The divisional format has the virtue of maintaining established rivalries; fans of the Georgia Bulldogs like knowing there will be trips to Columbia, Gainesville, Knoxville, Lexington, and Nashville every year. Well, all right, we don’t like knowing there will be a trip to Nashville every year, but that’s the fault of the Vanderbilt Commodores’ archaic oddball gymnasium, which you can’t lay at the feet of the Music City.
Rather than relying upon RPI, the league can simply seed by conference record, which is the closest thing to an objective measure we have available to us. Doing away with the divisions is unnecessary; just don’t give free passes to division champions with weaker records. Seed the tournament from first through twelfth by going best to worst, without regard to division. If that means two teams who met twice in the regular season will square off a third time in a third city in the tournament, so be it; that often happens in the later rounds, anyway.
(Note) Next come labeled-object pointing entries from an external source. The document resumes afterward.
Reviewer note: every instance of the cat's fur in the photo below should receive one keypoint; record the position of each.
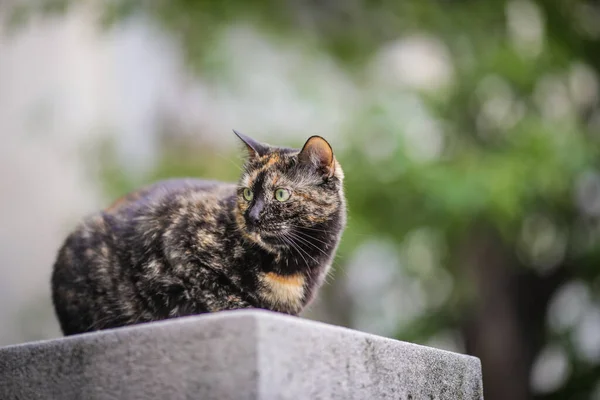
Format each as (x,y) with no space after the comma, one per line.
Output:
(183,247)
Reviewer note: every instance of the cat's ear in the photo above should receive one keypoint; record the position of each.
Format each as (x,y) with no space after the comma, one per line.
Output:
(318,153)
(255,149)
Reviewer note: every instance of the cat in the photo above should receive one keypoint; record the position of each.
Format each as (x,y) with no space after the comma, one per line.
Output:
(189,246)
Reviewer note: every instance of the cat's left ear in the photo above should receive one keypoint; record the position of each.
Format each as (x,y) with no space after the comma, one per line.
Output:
(319,154)
(255,149)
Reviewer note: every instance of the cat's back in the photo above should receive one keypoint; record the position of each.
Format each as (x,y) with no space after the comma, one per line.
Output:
(154,193)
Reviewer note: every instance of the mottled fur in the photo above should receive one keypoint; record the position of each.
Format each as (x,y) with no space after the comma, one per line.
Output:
(183,247)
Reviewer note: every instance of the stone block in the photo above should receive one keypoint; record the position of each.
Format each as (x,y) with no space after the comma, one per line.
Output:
(244,354)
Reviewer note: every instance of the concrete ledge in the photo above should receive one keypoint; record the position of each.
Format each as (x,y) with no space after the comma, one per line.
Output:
(235,355)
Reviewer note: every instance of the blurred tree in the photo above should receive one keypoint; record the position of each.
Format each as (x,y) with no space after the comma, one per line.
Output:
(510,191)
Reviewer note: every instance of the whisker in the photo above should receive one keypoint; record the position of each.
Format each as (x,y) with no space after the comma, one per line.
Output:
(290,243)
(301,249)
(309,243)
(304,234)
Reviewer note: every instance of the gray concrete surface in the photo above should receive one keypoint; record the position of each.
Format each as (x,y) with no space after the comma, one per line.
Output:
(246,354)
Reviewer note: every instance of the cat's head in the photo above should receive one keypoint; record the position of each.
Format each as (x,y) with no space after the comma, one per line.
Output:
(284,193)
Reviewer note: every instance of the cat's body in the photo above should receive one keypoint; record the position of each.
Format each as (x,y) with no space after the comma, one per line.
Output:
(183,247)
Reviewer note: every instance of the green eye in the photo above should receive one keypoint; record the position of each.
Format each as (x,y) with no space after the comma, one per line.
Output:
(248,195)
(282,194)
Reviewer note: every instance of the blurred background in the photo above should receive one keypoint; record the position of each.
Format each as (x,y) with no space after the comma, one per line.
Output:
(469,132)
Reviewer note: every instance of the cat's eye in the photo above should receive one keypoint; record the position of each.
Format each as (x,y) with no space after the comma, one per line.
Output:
(248,195)
(282,194)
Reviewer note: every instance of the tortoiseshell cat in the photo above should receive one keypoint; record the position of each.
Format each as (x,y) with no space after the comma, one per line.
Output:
(183,247)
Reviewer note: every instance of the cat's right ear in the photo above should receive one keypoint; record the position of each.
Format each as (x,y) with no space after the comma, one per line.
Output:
(255,149)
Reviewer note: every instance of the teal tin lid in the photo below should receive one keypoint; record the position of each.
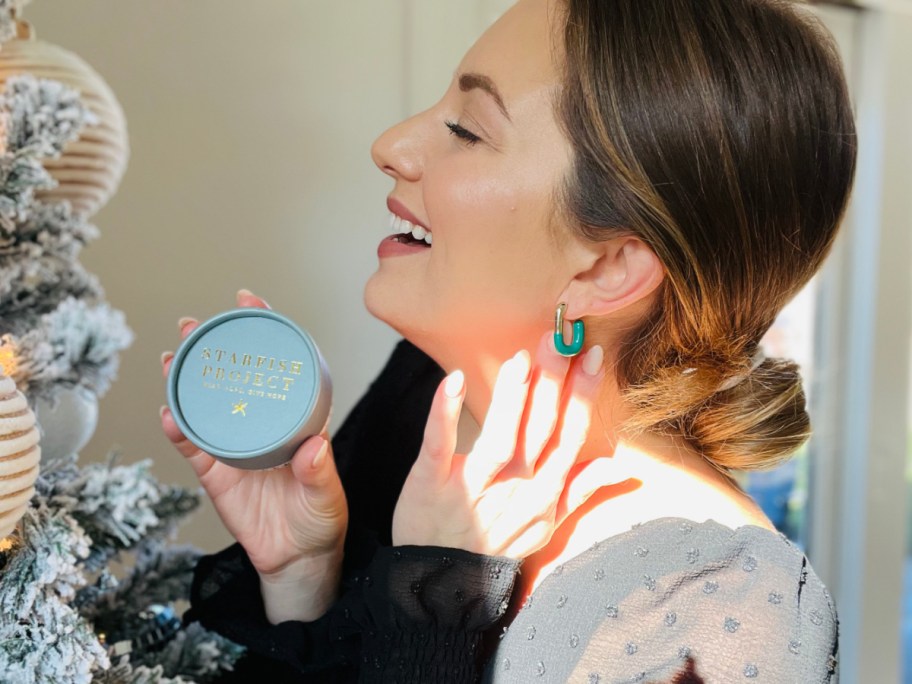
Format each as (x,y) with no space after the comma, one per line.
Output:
(248,386)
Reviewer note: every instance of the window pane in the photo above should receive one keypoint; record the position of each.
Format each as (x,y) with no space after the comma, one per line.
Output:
(783,491)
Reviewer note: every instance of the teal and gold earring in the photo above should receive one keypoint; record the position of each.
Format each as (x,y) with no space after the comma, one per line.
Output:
(579,332)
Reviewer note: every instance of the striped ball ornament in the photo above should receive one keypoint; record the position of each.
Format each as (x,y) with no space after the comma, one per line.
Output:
(20,454)
(91,166)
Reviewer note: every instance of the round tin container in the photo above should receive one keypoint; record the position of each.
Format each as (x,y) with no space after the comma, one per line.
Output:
(248,386)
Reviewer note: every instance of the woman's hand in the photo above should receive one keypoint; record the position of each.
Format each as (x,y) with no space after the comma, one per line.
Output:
(516,486)
(291,521)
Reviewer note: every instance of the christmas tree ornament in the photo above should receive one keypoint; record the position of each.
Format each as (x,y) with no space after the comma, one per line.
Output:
(91,167)
(66,422)
(19,455)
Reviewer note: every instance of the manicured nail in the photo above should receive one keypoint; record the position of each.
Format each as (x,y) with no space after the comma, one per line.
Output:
(454,383)
(522,364)
(321,455)
(592,361)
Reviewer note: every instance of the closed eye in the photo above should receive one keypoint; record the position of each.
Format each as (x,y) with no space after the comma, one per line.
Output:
(460,132)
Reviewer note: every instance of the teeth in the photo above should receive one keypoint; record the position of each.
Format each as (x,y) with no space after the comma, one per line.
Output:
(403,227)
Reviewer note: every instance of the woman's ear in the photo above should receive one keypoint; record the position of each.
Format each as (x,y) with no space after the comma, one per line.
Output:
(619,272)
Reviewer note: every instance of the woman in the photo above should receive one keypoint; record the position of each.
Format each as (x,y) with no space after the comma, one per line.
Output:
(665,173)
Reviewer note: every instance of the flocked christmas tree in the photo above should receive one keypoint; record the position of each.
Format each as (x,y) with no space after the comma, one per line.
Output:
(65,614)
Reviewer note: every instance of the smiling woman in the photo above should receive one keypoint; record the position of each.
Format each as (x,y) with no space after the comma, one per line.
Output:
(665,174)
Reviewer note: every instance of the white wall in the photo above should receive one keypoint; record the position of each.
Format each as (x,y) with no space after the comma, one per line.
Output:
(251,126)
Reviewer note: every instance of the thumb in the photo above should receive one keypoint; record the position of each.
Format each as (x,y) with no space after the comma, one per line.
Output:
(314,467)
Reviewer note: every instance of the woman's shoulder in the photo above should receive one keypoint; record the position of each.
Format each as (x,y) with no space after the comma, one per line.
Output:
(672,594)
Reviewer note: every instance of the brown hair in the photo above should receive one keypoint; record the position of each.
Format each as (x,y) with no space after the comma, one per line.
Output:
(719,132)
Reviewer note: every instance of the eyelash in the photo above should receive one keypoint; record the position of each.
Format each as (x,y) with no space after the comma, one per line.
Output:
(460,132)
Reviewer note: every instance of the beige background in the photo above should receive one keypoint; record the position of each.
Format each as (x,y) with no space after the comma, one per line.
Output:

How do you go to an 18-game conference schedule without doing away with the divisions? This isn’t easy, but, then again, going to an 18-game conference schedule isn’t easy even with a scrapping of the divisional structure, so keeping the divisions doesn’t necessarily complicate matters further. In fact, if we borrow a bit from football, the divisional format makes it somewhat more straightforward. Just do this:
- Every team plays the other five teams in its division twice annually, once at home and once on the road. That accounts for ten games, five home and five away. In the Fox Hounds’ case, Georgia would play Florida, Kentucky, South Carolina, Tennessee, and Vanderbilt twice a year, every year.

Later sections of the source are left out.